Outline of Introduction
- Esther General Observations
- Esther in Church History
- Esther in Biblical / Historical Context
- Esther’s Moral Challenges
- Esther’s Major Themes
Every family, society, or culture is defined, at least in part, by the stories of past experiences it shares. Families share common experiences unique to them, that many times have meaning only for themselves. As Americans, we share stories of our history – George Washington crossing the Delaware, the Civil War, Pearl Harbor and Neil Armstrong’s first steps on the moon. These stories are our stories, and be accepting them as our story we are defined as a people, the American people.
The book of Esther is the story of God’s covenant faithfulness to a people who had long been in captivy because they were covenant breakers. It was written to memorialize, to commemorate the God’s deliverance that formed the basis of the Feast of Purim.
Biblical stories were written under the inspiration of Holy Spirit to teach us about God and his relationship with his people. When we read the biblical narrative we come with the implied request, “God, tell us your story.” The Bible stories, then, draw us in. They become our stories.
Esther General Observations
- No mention of God, though God is present on every page working behind the scenes
- Not particularly “religious” other than a single mention of fasting – no mention of the temple, the law, etc.
- Similar to Daniel in that the context of the entire book is in captivity with particular emphasis on the court of a pagan king.
Esther in Church History
- Not one commentary was written on the book of Esther in the first seven centuries of the Church
- John Calvin never preached from the book and did not write a commentary on the book
- Martin Luther renounced the book, along with other apocryphal books saying, “I am so great an enemy to the second book of the Maccabees, and to Esther, that I wish they had not come to us at all, for they have too many heathen unnaturalities.
Esther in Biblical / Historical Context
- The Jews of Judah and Jerusalem were taken into captivity in Babylon when Nebuchadnezzar sacked the city and burnt the city in 586 BC.
- God promised through Jeremiah, Isaiah and Ezekiel that they would be restored to the land (Jer. 30:3).
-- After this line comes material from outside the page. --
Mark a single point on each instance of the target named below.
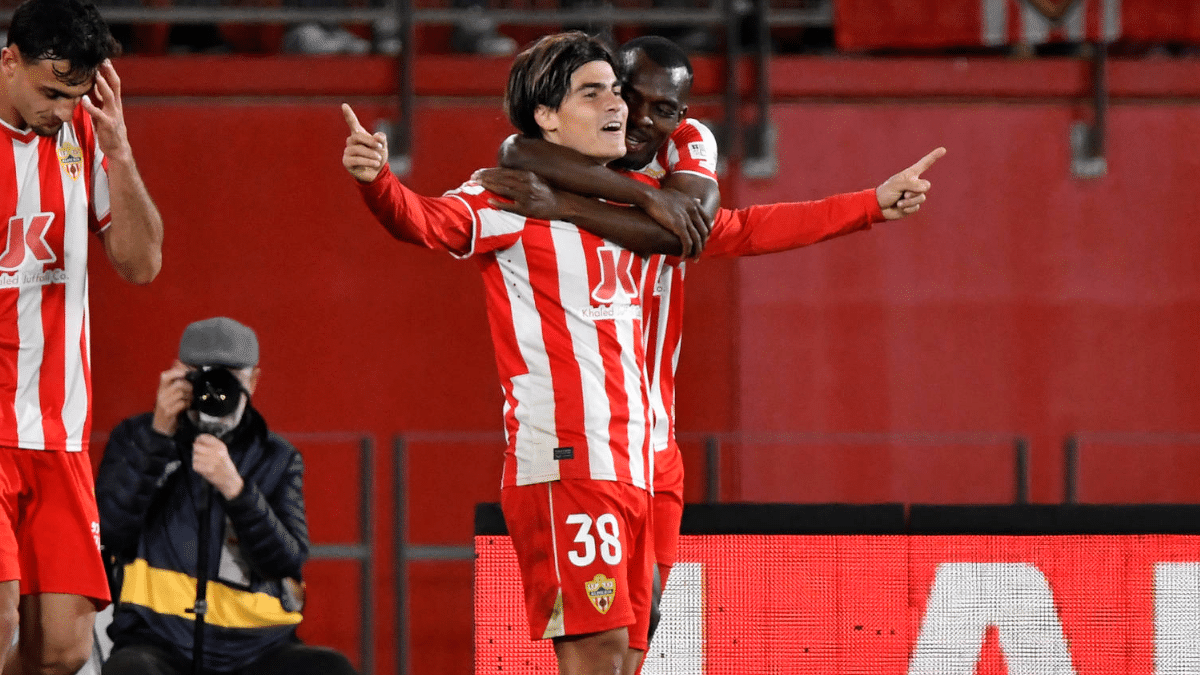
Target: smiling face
(592, 117)
(34, 95)
(658, 102)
- Cyrus II (the Great) conquered the Babylonian empire without a battle when his army entered Babylon by wading up the Euphrates river through the city canals on Oct. 12, 539 BC.
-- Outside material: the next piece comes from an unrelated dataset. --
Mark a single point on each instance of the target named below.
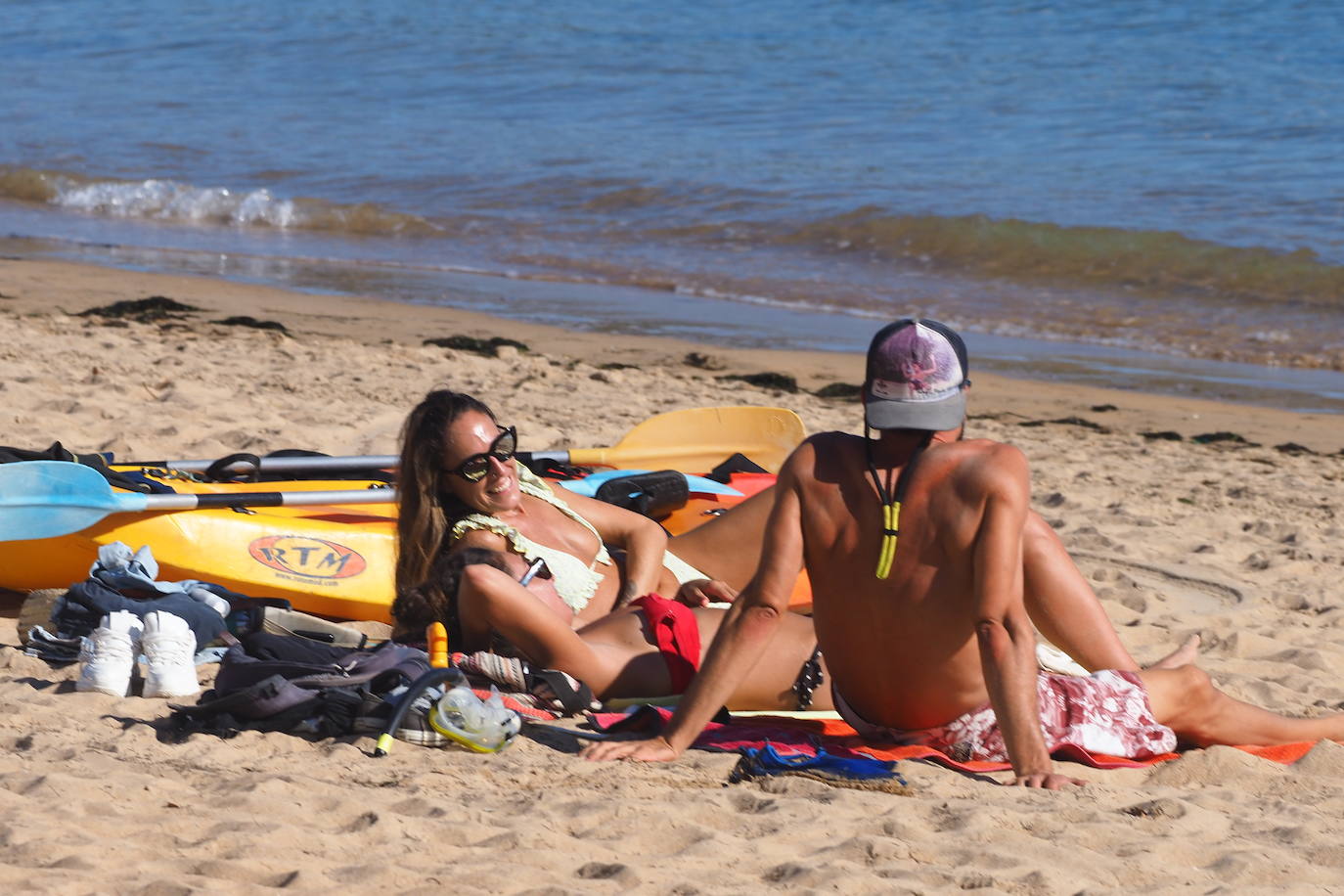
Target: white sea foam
(171, 201)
- Cyrus was welcomed and seen as a liberator
- When Cyrus came to power, the Jews had been in exile for 47 years
- It was Cyrus who issued the decree to allow the Jews to return to Jerusalem to rebuild the city and the temple, using the resources of Persia. (Ezra 1:1-4). It’s interesting to note that this permission to return to Jerusalem had a political purpose for Cyrus, strengthening his authority in the remote parts of the empire. Cyrus also financed the return of many other people groups according to The Cyrus Cylinder from the sixth century held in the British Museum.
- Because of Cyrus’s decree, Zerubbabel and then Ezra traveled back to Jerusalem with a remnant of people to restore the temple and the city. The books of Ezra and Nehemiah tell this story.
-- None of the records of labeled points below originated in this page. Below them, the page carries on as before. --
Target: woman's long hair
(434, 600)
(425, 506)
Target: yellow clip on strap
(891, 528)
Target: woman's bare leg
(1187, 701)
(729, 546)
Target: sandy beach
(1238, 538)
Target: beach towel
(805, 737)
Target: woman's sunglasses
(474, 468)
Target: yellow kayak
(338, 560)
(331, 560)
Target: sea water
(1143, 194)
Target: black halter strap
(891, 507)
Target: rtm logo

- Most of the Jews did NOT return, but chose rather to stay in Babylon – in “captivity” – because of the relative comfort and success they enjoyed.
- The book of Esther was written some 50 years after this decree allowing the Jews to return to their homeland.
- The postexilic books of 1-2 Chronicles, Haggai and Zechariah were written to encourage the remnant who had returned to the land of Yahweh’s covenant with his people. But what of those who chose not to return and who were still living under the captivity of their disobedience?
- The book of Esther takes place in Susa (modern day Iran) in the court of a Persian King, Xerxes (or Ahasuerus).
Esther’s Moral Challenges
- Unlike Daniel, there seems to be no concern on the part of Esther to keep the dietary laws.
- Esther is encouraged by Mordicai to conceal her Jewishness
- Esther’s willingness to go into the king’s bed chamber
- The brutality of Esther. When she hears that 500 were killed in Susa she requests from the king that the slaughter be allowed to continue another day and for Haman’s ten sons be impaled on the city gate.
Esther’s Major Themes
Esther is theology filled with irony and satire – unexpected events and a quick turning of events in an different and unexpected direction.
- Providence – in human affairs. The book answers the question of the Jews, “Are we still God’s people in covenant with him?” This is one of the most true-to-life examples of God’s providence precisely because God seems “absent,” yet He is seen as working every details for his own purposes.
The tiny detail that identifies Haman as an “Agagite” is the key that links to the Jews of the Diaspora to the ancient covenant God made with their ancestors at Sinai. Agag was the king of the Amalekites at the time Saul was Israel’s first king. The Amalekites had the dubious distinction of being the frirst people to attack God’s people to destroy them after the Exodus. As a result, God promised Moses that he would be at war with them from generation to generation until their memory was blotted out (Ex. 17:8-16; Deut. 25:17-19). The story of Esther is another episode of that ancient war between Israel and the Amalekites, between the seed of the Woman and the Seed of the Serpent.